The small shot glass smells like rubbing alcohol and grapes. It’s warm, immediately comforting but also nauseating. I take a small sip feeling the heat burn up my insides.
“Yuck” I pucker my lips and run off. Grandpa laughs.
Then there is Grandpa sitting on the veranda, writing in his mysterious notebook in the early afternoons. A notebook he keeps locked in an old wooden box at the foot of his bed. Grandpa was a serious man. He spent hours watching the news. Yelling at the politicians on the screens for making empty promises. Then I remember grandpa, who wasn’t one to give compliments, telling me one hot summer afternoon when I am twelve: “You’re smart, you know. You can make something of your life.” I don’t know what to make of it. “Did he mean it? Or was he trying to make up for the times when he’d make fun of my dad for not being able to hold his alcohol well.”
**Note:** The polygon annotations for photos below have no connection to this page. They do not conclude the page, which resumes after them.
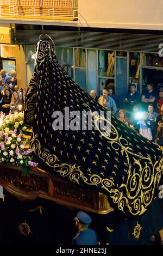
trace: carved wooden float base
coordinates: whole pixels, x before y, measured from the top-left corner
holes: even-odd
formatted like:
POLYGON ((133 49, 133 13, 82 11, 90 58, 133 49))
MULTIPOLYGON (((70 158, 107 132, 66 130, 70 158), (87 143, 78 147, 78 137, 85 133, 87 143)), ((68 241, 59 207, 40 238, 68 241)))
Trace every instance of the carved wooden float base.
POLYGON ((37 168, 32 168, 27 175, 17 166, 0 164, 0 185, 20 200, 40 197, 96 214, 114 211, 105 194, 75 185, 37 168))

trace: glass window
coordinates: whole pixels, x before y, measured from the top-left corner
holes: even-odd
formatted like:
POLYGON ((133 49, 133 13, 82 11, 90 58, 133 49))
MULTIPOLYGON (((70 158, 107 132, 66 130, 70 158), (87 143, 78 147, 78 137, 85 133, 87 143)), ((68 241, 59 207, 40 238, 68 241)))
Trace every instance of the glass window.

My heart is softening up but my mind is still fighting it. I wish I could’ve been closer to my grandparents. I wanted to know them better, as an adult. I wanted to ask them about mom. Sometimes I’d blamed them for her madness. “They must’ve done something to her.” I remember feeling upset as a teenager when mom’s madness hit its peak. But I would never know. I close my eyes and realize I don’t want to live with anger in my heart for a dead person. I have to let it go, all of it, the questions and the silent accusations. I imagine his soul somewhere between the living in the dead. “I hope you hear me. I didn’t know you so well but I want to wish you a good afterlife. Goodbye Moonshine Man.”